Windows for the Audiophile?
Vibrating Window Negates Noise
http://www.carnuts.us/viewtopic.php?t=857
Vibrating Window Negates Noise
http://www.carnuts.us/viewtopic.php?t=857
Vibrating Window Negates Noise
Tracy Staedter, Discovery News
April 30, 2007 — The roar of jets. The shriek of car alarms. The din of traffic. All-intrusive noises can distract us from our work and keep us awake at night.
But help is on the way for the restless and sleepless. A noise-negating method that thwarts vibration with vibration could be available for use in apartments, hotels and offices in five years.
"A window acts like a loudspeaker and a membrane. If you control the vibration of the window, you can control transmitted noise in such a way that it is not acting like a membrane or a loudspeaker," said Thilo Bein, head of the business unit for energy, environment and health at Fraunhofer Institute for Structural Durability and System Reliability LBF in Darmstadt, Germany.
To make windows work less like loudspeakers, engineers thicken the glass to double or even triple panes. But that can drive up the cost of construction. Ideally they'd like to stop the sound waves in their tracks.
Bein and his team developed a method to do just that. They used postage stamp-sized patches made of a ceramic called piezoelectric material, which behaves both like a sensor and vibration generator when shot with an electric charge. (The material can be made transparent and imbedded in the glass, too, although the team has not yet accomplished this step with the window.)
Wires running through the window link the stamp-sized patches to a computer controller and an amplifier. When a sound-generated vibration rattles the window, the piezoelectric patch senses it.
That data goes to the controller, which in turn delivers a specific electric charge back up to the patch, causing it to vibrate at a phase that ideally cancels out the sound vibrations.

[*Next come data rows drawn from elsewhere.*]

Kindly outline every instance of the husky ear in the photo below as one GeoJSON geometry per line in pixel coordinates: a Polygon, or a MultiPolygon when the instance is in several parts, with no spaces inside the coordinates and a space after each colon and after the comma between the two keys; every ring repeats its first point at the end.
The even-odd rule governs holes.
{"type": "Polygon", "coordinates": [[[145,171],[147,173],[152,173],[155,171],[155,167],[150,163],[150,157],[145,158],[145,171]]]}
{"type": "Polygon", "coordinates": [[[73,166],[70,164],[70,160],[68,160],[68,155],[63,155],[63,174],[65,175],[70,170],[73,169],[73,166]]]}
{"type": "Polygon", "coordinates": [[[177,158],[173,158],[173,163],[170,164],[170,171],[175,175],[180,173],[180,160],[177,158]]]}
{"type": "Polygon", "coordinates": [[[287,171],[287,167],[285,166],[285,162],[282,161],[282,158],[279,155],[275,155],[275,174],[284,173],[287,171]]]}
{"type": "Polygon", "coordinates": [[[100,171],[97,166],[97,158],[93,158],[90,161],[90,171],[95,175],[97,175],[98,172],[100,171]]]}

In laboratory experiments, they were able to reduce noise of 90-100 decibels (the sound of a subway or power mower) by 50 percent.
But getting the system to market may be harder than it seems, said Gary Koopmann, professor of mechanical engineering and director of the Center for Acoustics and Vibration at Pennsylvania State University in University Park.

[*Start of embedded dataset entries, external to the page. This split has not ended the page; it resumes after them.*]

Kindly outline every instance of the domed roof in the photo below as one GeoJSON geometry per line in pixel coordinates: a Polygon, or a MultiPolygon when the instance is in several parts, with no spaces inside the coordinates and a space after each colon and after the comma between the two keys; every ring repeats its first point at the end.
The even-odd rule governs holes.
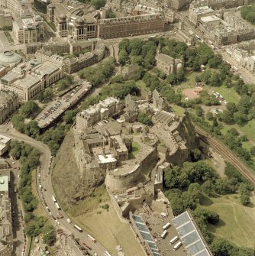
{"type": "Polygon", "coordinates": [[[76,22],[77,23],[83,23],[84,21],[83,21],[82,18],[79,17],[76,19],[76,22]]]}
{"type": "Polygon", "coordinates": [[[0,53],[0,63],[2,63],[12,64],[21,61],[21,57],[18,54],[10,50],[5,50],[0,53]]]}

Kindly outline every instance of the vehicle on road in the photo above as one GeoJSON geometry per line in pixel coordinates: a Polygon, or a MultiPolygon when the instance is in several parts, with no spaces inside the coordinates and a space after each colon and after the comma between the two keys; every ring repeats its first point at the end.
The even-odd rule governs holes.
{"type": "Polygon", "coordinates": [[[89,234],[88,234],[88,238],[89,239],[91,239],[93,241],[93,243],[96,242],[96,240],[92,235],[90,235],[89,234]]]}
{"type": "Polygon", "coordinates": [[[56,202],[55,202],[54,203],[55,203],[55,206],[56,206],[56,208],[58,210],[60,210],[60,207],[59,204],[58,204],[56,202]]]}
{"type": "Polygon", "coordinates": [[[82,232],[82,229],[77,225],[75,225],[74,227],[79,230],[79,232],[82,232]]]}
{"type": "Polygon", "coordinates": [[[63,215],[60,213],[60,212],[58,212],[57,213],[57,217],[56,217],[57,219],[63,219],[63,215]]]}

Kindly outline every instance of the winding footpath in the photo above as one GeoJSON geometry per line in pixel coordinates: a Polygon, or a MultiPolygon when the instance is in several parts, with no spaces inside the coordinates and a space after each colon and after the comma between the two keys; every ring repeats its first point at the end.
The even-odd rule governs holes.
{"type": "Polygon", "coordinates": [[[11,138],[12,140],[24,141],[37,148],[41,152],[41,155],[40,157],[41,164],[40,176],[40,184],[42,185],[43,190],[40,190],[38,186],[39,173],[37,173],[37,190],[40,203],[46,214],[49,216],[49,219],[53,222],[53,225],[56,228],[62,228],[67,235],[73,234],[76,238],[80,239],[81,242],[85,242],[86,245],[89,245],[89,247],[90,247],[92,250],[97,254],[98,256],[105,255],[105,251],[107,250],[102,244],[100,244],[100,242],[98,241],[96,241],[95,243],[92,242],[92,240],[88,238],[89,233],[87,233],[84,230],[82,232],[79,232],[76,228],[73,227],[74,224],[76,223],[74,223],[73,221],[72,223],[67,222],[66,219],[70,219],[70,217],[62,209],[58,210],[56,208],[55,204],[52,199],[52,196],[55,196],[56,198],[56,196],[52,186],[51,175],[49,172],[51,153],[48,146],[41,141],[36,141],[25,134],[19,133],[15,128],[11,128],[11,124],[8,124],[8,125],[1,125],[0,133],[3,135],[11,138]],[[50,211],[46,208],[46,206],[49,208],[50,213],[50,211]],[[53,219],[53,216],[56,218],[58,212],[60,212],[61,215],[63,216],[63,218],[58,219],[57,223],[53,219]]]}

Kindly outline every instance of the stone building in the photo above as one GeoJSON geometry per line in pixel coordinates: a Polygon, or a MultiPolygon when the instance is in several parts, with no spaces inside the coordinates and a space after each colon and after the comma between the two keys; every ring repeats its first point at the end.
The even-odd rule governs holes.
{"type": "Polygon", "coordinates": [[[0,28],[12,28],[12,18],[10,13],[0,11],[0,28]]]}
{"type": "Polygon", "coordinates": [[[76,129],[79,132],[97,122],[118,114],[123,109],[119,99],[109,97],[76,115],[76,129]]]}
{"type": "Polygon", "coordinates": [[[190,8],[208,6],[214,10],[219,10],[252,5],[253,3],[255,3],[255,0],[194,0],[190,5],[190,8]]]}
{"type": "Polygon", "coordinates": [[[170,56],[160,53],[156,56],[157,67],[166,75],[176,73],[182,69],[182,61],[170,56]]]}
{"type": "Polygon", "coordinates": [[[19,106],[18,95],[0,90],[0,125],[19,106]]]}
{"type": "Polygon", "coordinates": [[[44,37],[44,19],[26,11],[13,21],[13,33],[19,43],[30,44],[44,37]]]}
{"type": "Polygon", "coordinates": [[[23,2],[18,0],[0,0],[0,7],[11,11],[12,16],[16,18],[22,15],[23,2]]]}
{"type": "Polygon", "coordinates": [[[190,0],[168,0],[168,5],[173,10],[179,10],[190,2],[190,0]]]}
{"type": "MultiPolygon", "coordinates": [[[[106,100],[119,104],[114,98],[106,100]]],[[[108,109],[102,102],[76,116],[74,153],[81,175],[90,182],[105,178],[111,191],[124,191],[137,186],[143,179],[143,171],[156,165],[159,152],[174,164],[189,157],[186,142],[181,137],[182,121],[168,112],[171,110],[166,99],[154,91],[152,104],[140,104],[131,96],[125,98],[124,103],[124,114],[117,120],[110,118],[116,113],[113,105],[113,114],[101,116],[108,109]],[[137,115],[144,111],[152,113],[151,128],[137,122],[137,115]],[[137,135],[132,135],[132,131],[137,135]],[[160,146],[159,139],[165,144],[160,146]],[[131,157],[134,141],[140,148],[135,157],[131,157]]]]}
{"type": "Polygon", "coordinates": [[[28,101],[41,90],[63,77],[63,65],[37,59],[22,63],[2,76],[1,89],[14,92],[18,99],[28,101]]]}
{"type": "MultiPolygon", "coordinates": [[[[107,18],[107,10],[85,15],[82,4],[73,2],[73,8],[63,3],[47,5],[49,21],[56,25],[60,37],[72,37],[77,41],[89,38],[118,38],[164,31],[165,18],[159,10],[147,8],[134,10],[142,13],[121,18],[107,18]]],[[[167,21],[173,21],[174,15],[168,13],[167,21]]]]}
{"type": "Polygon", "coordinates": [[[189,21],[195,25],[199,24],[199,21],[202,17],[211,15],[215,13],[215,11],[208,6],[199,6],[192,8],[192,5],[189,8],[189,21]]]}
{"type": "Polygon", "coordinates": [[[108,39],[164,31],[165,21],[160,14],[142,15],[98,20],[97,37],[108,39]]]}
{"type": "Polygon", "coordinates": [[[0,53],[0,64],[2,66],[13,67],[17,66],[21,61],[21,56],[13,51],[5,50],[0,53]]]}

"The main hurdle to transition it into a practical application is the cost," said Koopmann. Every window needs to be wired and maintained, which adds to the bottom line.

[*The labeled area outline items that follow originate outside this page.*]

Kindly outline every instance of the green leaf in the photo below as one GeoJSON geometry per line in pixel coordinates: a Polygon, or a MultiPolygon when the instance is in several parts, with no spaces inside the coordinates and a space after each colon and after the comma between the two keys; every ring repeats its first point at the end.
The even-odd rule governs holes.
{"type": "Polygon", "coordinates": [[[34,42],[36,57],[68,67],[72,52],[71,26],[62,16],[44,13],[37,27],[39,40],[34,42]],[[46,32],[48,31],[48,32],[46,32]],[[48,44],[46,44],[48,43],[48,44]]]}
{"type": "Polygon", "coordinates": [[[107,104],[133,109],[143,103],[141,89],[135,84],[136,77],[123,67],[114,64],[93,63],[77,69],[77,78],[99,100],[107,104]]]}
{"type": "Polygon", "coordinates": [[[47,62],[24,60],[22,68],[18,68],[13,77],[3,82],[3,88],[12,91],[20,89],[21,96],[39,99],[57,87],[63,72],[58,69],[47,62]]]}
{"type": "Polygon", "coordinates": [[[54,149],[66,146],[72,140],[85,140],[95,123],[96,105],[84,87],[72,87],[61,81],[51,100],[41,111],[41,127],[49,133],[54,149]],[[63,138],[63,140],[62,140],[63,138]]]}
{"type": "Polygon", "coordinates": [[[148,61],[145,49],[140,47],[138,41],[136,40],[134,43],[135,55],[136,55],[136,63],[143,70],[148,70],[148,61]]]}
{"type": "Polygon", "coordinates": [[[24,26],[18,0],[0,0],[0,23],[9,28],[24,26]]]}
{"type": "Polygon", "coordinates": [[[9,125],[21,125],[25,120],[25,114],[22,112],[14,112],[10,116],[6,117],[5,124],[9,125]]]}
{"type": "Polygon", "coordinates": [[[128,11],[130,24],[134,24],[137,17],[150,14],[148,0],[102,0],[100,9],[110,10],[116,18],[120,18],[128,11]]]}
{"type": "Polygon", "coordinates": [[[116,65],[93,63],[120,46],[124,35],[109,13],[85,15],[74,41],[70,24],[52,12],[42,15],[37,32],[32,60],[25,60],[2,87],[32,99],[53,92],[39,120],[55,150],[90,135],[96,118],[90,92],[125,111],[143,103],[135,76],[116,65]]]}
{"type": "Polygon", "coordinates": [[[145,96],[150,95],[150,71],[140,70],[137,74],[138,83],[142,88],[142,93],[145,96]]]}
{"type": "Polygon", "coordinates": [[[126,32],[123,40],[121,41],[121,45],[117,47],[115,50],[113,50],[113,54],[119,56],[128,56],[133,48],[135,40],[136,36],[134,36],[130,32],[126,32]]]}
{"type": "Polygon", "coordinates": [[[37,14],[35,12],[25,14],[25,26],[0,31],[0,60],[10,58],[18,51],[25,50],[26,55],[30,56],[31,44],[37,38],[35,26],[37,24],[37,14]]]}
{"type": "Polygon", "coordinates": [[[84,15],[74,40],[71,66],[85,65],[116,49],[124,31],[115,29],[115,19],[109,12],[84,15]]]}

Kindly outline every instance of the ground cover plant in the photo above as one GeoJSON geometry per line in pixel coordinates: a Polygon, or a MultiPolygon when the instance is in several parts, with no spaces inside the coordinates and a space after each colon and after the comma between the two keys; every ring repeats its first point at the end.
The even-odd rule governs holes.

In addition, different kinds of sound, particularly those that are steady, are easier for the computer controller to respond to rapidly and generate an appropriate noise-canceling vibration. Sounds that disappear or change quickly are more difficult to manage, he said.
"For airport noise, the noise is transient. To have a control system respond instantly to a transient sound coming in is nearly impossible," he said.
Bein and his team will be working over the next year to make the system reliable and bring the cost down.